Back on topic, I’ve read somewhere before that in order to get Linux gurus to give you real help, you need to flame Linux until they get mad and indignantly start showing you how wrong you are. The point of this chapter though, and a good point at that, is that those days are fast going – in fact in more popular communities like Ubuntu’s, it’s practically long gone (I know, I’ve seen some stupid questions being asked in the Ubuntu forums that nonetheless get very sweet responses). This doesn’t mean you should go and post unresearched questions and make people cringe though. Just be polite, and always try to include as much information on your problem as you can. If your thread doesn’t elicit responses, that’s actually normal and happens from time to time so don’t take it badly. Bump your thread politely, do some more reading, add more information, or pop a visit to IRC. You’ll eventually get a response.
And for the experienced users, there are still people in many parts of the world that are second / third class citizens due to their choice of operating system.
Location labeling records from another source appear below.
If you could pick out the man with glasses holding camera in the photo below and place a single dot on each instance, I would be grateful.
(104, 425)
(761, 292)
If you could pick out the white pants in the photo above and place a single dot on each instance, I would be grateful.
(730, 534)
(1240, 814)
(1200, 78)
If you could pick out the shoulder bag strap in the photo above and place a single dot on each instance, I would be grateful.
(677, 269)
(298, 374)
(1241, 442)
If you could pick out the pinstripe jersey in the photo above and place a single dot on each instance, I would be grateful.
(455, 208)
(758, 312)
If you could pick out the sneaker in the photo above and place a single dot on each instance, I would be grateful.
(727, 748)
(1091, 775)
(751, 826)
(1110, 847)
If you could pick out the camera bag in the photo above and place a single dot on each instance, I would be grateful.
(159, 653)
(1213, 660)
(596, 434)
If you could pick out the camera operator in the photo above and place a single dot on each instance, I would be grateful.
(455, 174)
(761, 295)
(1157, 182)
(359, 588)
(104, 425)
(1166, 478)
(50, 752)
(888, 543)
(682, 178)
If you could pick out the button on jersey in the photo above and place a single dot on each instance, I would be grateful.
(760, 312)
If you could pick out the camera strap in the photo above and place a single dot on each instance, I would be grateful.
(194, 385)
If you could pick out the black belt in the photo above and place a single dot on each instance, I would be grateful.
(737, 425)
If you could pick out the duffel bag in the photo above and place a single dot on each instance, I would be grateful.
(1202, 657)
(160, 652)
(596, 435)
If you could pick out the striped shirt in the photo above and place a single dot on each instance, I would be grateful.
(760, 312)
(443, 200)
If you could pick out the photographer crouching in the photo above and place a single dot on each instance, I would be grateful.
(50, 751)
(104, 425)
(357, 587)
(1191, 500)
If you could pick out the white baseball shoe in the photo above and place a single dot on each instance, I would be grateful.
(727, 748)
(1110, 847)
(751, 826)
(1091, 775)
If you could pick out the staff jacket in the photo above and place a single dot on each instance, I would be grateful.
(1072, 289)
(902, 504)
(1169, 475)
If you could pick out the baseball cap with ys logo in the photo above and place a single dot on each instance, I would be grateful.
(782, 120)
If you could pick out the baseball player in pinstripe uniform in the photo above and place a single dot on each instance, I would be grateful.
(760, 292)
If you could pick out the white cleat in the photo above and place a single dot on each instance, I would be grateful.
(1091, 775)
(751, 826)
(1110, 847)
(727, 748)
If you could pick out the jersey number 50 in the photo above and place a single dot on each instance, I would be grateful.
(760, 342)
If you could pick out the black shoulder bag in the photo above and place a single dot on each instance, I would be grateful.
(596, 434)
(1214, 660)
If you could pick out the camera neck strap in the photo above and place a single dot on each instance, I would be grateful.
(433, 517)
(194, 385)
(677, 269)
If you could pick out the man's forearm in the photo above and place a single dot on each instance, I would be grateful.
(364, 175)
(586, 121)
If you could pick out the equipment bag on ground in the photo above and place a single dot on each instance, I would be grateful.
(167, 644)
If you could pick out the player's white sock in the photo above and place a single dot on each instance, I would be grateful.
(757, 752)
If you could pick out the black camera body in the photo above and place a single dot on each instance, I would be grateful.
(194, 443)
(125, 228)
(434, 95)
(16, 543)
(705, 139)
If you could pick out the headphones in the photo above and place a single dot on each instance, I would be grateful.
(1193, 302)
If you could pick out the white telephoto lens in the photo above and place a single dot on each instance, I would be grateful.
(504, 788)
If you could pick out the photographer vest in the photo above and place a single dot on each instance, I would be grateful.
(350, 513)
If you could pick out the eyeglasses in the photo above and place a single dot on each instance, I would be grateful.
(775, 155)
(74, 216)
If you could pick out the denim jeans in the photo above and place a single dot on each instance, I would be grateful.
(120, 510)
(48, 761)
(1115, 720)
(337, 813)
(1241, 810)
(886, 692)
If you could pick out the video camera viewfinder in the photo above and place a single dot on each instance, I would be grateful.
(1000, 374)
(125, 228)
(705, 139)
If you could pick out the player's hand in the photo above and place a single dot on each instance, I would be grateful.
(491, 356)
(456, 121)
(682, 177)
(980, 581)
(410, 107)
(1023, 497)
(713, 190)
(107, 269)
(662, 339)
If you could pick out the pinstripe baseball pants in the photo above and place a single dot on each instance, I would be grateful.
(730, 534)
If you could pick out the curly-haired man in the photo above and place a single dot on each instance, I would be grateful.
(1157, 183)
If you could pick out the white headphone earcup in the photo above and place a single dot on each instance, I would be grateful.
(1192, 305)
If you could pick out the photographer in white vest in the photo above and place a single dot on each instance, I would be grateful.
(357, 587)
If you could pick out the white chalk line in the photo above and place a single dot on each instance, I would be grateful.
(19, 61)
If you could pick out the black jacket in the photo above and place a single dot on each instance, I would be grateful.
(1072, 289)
But the beauty of open source is that we support our own, and that includes people as well as software. Let’s make it a point to go out of our way to give a hand to folks who need help with their fledgling steps.
*Snaps awake* Oh dear, how did this turn into such a serious post? Oh well :) A couple more random thoughts to end off ~
I also downloaded the original Japanese version for kicks. Anyone else thinks the translations are a little on the not-so-accurate side, especially what Lisa said in the previous pic? Then again, I barely know my moonspeak, so maybe its just me.